As a pastor and leader, I am continually dealing with change. Everyday. Change is a part of life—for all of us.

Some change occurs without us doing anything. In my context, we adjust our Easter calendar every year without much thought of whether we will or not. Sometimes it’s in March, sometimes April. And there is nothing we do to influence this change. There are lots of other examples of this.

Some change is so routine it requires little thought or preparation by the leader. For example, leaders will move and new leaders will replace them—almost naturally over time. If you’ve been in leadership for very long at all you’ve probably seen dozens of leaders in the organization change.

But when making major change—change which impacts everyone, change which may be controversial—there are some steps to take before you begin to implement the change. Failing to understand this or do most or all of these, in my experience, could derail the effectiveness of the change.

I am going to share steps I take. You may have a better system in place. If so, please help me learn from you. But certainly steps must be taken in advance of major change. It’s naive to think otherwise.

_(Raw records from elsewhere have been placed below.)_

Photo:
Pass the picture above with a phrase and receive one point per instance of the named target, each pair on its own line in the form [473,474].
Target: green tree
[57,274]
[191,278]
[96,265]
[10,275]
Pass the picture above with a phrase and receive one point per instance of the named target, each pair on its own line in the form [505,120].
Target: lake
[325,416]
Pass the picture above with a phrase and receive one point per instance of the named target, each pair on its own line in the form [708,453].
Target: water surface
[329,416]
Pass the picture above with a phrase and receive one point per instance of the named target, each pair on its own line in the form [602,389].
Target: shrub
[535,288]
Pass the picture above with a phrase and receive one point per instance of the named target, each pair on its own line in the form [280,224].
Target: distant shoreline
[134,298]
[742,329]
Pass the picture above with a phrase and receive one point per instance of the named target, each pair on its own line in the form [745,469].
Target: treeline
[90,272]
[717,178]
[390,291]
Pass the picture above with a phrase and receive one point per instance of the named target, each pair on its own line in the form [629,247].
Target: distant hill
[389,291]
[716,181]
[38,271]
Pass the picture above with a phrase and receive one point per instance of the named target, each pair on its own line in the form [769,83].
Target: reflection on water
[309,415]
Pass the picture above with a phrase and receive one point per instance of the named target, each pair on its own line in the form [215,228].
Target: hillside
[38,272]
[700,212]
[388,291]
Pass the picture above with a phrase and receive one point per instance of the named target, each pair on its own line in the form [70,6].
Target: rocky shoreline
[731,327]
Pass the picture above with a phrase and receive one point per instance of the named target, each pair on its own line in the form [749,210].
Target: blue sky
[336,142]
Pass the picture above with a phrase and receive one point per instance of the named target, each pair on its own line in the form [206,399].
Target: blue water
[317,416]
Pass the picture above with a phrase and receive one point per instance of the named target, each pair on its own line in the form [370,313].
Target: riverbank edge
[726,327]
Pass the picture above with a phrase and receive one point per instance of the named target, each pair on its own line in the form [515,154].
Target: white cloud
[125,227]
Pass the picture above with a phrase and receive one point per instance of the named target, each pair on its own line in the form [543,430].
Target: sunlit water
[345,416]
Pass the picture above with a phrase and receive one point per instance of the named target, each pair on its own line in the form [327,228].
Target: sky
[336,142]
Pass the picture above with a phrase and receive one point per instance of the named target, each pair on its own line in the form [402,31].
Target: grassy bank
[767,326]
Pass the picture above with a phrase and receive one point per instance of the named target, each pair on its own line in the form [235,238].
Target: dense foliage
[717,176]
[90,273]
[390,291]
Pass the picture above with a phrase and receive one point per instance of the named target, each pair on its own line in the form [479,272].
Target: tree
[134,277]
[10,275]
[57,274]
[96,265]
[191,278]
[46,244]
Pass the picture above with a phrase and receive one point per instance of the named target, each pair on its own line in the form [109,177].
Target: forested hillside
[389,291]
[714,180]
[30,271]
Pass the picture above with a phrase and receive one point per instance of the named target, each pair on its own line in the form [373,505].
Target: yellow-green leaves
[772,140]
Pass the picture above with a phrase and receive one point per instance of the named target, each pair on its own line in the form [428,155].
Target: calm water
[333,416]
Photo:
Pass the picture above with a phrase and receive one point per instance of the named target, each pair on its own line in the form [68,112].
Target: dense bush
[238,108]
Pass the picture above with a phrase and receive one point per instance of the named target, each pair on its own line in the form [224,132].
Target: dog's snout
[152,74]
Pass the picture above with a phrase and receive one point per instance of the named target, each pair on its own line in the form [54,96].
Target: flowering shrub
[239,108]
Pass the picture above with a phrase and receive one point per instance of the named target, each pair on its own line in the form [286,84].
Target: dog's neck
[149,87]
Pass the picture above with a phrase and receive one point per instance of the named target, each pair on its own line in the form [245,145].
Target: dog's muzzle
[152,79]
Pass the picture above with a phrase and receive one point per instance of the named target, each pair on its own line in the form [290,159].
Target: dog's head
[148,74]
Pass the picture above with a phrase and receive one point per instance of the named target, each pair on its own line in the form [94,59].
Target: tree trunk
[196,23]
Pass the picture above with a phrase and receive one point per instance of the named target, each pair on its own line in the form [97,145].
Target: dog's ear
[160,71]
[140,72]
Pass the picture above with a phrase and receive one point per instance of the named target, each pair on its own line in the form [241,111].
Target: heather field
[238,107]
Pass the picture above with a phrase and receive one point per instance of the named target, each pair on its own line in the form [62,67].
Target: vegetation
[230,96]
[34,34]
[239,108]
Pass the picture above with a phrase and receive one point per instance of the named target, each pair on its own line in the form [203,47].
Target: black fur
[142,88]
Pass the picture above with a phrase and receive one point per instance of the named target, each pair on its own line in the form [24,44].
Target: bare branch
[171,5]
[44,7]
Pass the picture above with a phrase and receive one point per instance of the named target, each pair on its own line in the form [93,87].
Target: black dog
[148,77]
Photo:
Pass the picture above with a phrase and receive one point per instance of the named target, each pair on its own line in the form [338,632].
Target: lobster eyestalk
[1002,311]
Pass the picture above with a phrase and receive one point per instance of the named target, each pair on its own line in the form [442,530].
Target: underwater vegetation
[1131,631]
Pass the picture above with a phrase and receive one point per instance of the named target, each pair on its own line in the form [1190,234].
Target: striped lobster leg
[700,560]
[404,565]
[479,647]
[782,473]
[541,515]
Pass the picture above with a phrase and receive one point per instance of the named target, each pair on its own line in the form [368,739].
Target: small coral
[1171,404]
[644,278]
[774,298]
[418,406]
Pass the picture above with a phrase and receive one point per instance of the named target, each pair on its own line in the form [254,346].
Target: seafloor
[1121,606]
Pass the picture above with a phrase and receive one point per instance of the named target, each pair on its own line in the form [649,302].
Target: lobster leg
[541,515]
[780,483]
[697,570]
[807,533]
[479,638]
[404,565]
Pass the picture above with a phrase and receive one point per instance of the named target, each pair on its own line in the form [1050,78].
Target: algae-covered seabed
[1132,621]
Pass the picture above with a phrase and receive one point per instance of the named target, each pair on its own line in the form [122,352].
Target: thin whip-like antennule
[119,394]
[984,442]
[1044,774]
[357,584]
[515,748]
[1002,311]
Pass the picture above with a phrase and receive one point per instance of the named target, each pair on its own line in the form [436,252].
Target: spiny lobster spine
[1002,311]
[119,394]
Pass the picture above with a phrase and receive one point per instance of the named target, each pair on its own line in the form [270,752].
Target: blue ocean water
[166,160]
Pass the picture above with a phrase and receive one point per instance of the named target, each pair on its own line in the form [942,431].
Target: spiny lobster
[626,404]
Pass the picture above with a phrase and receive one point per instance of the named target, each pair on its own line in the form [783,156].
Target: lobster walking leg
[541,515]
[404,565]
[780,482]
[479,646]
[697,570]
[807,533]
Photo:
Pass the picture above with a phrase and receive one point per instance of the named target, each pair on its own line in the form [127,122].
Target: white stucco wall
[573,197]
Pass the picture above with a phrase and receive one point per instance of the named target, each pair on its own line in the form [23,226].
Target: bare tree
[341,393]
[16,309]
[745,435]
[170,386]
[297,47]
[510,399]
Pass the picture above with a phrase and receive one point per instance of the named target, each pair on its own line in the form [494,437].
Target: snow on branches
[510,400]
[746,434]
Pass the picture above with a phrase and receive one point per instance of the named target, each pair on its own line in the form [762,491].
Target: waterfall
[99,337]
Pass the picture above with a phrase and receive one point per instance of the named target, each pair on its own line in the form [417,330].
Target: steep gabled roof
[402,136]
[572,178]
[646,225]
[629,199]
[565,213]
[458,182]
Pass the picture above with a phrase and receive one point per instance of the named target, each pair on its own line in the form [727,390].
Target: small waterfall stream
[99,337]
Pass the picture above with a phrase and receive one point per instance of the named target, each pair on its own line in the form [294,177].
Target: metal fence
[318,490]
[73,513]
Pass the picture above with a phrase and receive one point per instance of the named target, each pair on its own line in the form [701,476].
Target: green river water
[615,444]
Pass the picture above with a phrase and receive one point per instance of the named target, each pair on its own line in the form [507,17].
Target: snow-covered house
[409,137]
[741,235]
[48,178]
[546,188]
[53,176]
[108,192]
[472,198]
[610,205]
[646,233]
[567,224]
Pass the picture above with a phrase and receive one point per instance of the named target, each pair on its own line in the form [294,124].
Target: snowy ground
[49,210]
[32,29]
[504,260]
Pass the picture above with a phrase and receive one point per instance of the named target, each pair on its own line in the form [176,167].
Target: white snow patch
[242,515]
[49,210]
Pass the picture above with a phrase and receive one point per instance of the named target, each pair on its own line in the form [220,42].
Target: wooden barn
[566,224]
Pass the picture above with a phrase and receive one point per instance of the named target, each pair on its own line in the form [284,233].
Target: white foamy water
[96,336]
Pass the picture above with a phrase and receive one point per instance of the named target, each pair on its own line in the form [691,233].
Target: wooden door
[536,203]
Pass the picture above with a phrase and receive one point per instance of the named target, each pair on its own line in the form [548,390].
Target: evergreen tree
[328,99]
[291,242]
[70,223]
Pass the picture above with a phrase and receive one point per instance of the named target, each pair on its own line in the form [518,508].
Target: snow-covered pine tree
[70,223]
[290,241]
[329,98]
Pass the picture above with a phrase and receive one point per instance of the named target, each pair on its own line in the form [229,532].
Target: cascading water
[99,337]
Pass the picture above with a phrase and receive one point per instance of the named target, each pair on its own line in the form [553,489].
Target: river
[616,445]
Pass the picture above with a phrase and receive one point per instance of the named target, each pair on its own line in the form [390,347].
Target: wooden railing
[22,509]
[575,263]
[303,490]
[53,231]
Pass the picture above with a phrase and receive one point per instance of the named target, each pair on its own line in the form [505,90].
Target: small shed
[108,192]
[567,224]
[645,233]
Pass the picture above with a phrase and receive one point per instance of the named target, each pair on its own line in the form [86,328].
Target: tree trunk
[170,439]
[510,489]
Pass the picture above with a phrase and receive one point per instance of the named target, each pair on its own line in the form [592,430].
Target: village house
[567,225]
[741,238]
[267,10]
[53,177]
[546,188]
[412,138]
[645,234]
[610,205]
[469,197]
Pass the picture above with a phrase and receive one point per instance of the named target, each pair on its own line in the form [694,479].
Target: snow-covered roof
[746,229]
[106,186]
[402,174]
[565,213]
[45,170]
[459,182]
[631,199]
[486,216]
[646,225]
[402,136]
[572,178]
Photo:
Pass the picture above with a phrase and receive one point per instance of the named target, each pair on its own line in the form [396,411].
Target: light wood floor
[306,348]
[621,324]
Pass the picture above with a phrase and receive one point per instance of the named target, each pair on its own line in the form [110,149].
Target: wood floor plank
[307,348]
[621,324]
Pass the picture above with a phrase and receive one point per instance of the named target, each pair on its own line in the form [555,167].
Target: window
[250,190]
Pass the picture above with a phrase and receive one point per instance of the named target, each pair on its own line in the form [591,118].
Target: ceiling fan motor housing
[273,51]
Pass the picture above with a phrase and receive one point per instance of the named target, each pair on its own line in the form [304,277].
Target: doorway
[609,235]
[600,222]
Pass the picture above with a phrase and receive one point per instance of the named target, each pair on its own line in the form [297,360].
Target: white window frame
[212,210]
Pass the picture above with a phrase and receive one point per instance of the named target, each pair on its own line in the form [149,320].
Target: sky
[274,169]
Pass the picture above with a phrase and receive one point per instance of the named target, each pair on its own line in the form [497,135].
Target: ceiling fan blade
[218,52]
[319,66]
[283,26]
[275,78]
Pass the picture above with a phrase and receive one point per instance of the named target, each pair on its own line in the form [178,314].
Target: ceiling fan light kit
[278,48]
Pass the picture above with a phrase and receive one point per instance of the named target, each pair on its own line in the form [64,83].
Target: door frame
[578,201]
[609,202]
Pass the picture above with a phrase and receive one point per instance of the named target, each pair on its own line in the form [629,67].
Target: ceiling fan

7 Preliminary Steps When Initiating Major Change

Establish Trust Authority.

I wrote about this principle HERE. Leaders shouldn’t attempt to implement major change until they have enough trust of the people to solicit the support necessary for the change. You will need people to follow your leadership and this requires an established relationship of trust. Leaders need to be careful not to move until ample trust is in place for the size of the change. And knowing when this is in place takes years of practice and lots of people speaking into the process. This doesn’t mean people will trust, or even like, the change, but it does mean they have trust in the leader.

Personal Confidence and Conviction.

Check your heart. Have you prayed about it? Do you sense any reason you shouldn’t do it? In my experience, God gives tremendous freedom to us in how we carry out the mission. This is why there are hundreds of styles and structures of churches all carrying out the same Great Commission. But, before you do anything else, make sure you are in this enough to see it through. Would you be willing to fight the naysayers on this one? Are you willing to lose people over it? I’m not saying it will come to this, but it is the level of commitment you need to have before you introduce major change.

Leadership in Place.

Make sure you get buy in from those who will most likely end up implementing the change. Personally, I’m seldom willing to move forward if the staff or key volunteers I’ve surrounded myself with don’t believe in the change. There may be times I need to vision cast better and help them see the need, but their support is critical if major change is going to be successful.

Use a Focus Group.

On major changes, I like to bring in a group of people who are generally supportive of my leadership, but represent all the major groups within the church. I cast the vision for the change, get their feedback and answer questions. Again, they may or may not immediately agree with the change, but I know they will be a respectful audience. I always tell them as a leader, I will have to follow the direction I feel God is leading me, but I value their input in the process of discernment. (And, I genuinely do. Make sure you are open to this as a leader.) This step always makes the change better by their input and helps build a base of support for the change.